Setting up your Spray Gun:
Setting up your spray gun is important because you are setting the pattern width and the amount of paint. It is almost analogous to choosing the width and kind of paint brush you are using. I like this video at [ame]http://www.youtube.com/watch?v=Sn1WNis5m8k[/ame]. Very entertaining, besides, where else can you see someone else giving this kind of demonstration. Remember, they are spraying the easy stuff. I will go over the points later.

The Paints and Their Uses:
For your wood project. I would recommend a couple of things. First, your wood is going to soak up a lot of paint. Even if I were going to paint it a color, I often use clear urethanes as primers. I would start off using a one part Urethane Varnish (exterior). These are available, cheap, and effective. The only drawback is the slow drying time. Your first coat will really soak in, raising the grain so you need to let it dry a couple of days and then sand it lightly till smooth. Be patient. Finishing wood takes more time.

Then you can go to work spraying on your finish coats adding additional coats for filler and maybe a color coat. I used to use sanding sealers.

Don't buy cheap paint. Cheap paints do so by cutting down the pigment content in the paints. This means it takes a lot more paint to get a good finish and they tend to run like crazy.

For metal I use oil based enamels, acrylic enamels, two part urethanes and epoxies. For years I used Rodda Porcelite enamel over red oxide primer. It was a good paint at a reasonable price. I never had much luck with either Rustoleum rattle cans or bulk paints.

If you are on a budget look for mis-mixed paints. I have picked out mismatched paints (Oil Based Enamels) or mistakes for as little as $5 per gallon from Pittsburgh Paints, Rodda, Sherwin Williams. They are glad to just get rid of the paints. Each time I go into these stores I ask if they have the mistakes.
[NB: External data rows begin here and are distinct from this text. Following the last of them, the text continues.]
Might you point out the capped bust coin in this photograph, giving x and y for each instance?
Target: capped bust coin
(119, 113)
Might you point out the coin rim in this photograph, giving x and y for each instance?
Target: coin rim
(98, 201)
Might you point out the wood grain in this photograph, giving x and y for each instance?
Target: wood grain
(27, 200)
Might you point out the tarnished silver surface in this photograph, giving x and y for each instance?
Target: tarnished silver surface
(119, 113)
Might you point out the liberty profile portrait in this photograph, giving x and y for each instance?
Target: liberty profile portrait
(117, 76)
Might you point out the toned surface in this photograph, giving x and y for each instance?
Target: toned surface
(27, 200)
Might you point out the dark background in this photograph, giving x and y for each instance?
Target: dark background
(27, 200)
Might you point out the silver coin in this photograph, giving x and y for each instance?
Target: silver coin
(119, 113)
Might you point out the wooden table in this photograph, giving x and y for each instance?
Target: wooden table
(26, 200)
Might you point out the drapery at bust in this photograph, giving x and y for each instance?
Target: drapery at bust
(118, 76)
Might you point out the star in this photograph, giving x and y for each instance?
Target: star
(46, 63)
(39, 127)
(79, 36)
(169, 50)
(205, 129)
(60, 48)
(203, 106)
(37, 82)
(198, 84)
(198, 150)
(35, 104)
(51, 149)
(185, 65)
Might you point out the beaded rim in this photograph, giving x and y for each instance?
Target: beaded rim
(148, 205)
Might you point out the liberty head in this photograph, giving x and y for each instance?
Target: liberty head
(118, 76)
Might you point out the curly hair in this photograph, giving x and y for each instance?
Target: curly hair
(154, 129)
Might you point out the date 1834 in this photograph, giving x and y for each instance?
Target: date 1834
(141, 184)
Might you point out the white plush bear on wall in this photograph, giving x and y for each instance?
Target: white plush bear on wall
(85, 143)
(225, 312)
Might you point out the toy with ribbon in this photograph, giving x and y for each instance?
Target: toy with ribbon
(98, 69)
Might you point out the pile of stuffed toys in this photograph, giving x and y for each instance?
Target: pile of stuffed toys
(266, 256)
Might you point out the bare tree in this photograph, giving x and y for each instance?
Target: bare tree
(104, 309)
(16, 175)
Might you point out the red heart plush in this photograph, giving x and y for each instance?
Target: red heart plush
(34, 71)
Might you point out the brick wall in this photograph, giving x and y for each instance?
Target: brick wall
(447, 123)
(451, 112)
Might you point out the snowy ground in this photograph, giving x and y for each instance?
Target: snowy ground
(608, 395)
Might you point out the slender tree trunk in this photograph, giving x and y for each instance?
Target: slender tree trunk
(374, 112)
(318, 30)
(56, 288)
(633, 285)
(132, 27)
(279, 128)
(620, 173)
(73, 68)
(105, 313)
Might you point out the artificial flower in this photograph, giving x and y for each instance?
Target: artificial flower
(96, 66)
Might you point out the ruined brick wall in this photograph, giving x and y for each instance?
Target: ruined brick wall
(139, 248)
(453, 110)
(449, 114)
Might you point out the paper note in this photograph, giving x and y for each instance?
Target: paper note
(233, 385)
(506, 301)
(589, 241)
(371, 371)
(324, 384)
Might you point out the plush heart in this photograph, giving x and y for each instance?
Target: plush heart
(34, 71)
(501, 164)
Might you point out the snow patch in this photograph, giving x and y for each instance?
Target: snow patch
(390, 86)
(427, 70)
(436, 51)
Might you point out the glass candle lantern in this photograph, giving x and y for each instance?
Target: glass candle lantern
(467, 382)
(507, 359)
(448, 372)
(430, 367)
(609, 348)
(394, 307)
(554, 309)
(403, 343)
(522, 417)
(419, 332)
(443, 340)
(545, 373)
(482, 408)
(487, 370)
Pick the paint for the project. When I do machinery I like epoxies. They are practically impervious to oil and grease and they are durable. Two part urethanes are good. Acrylic enamels work well, too, and are easy to use. I did the DR Mower projects with these. (DR mower project: 2-part urethane primer, red--acrylic enamel, black--2 part urethane enamel). On the rusty parts I used a rattle can rust stabilizer before the primer. Can you imagine brushing this???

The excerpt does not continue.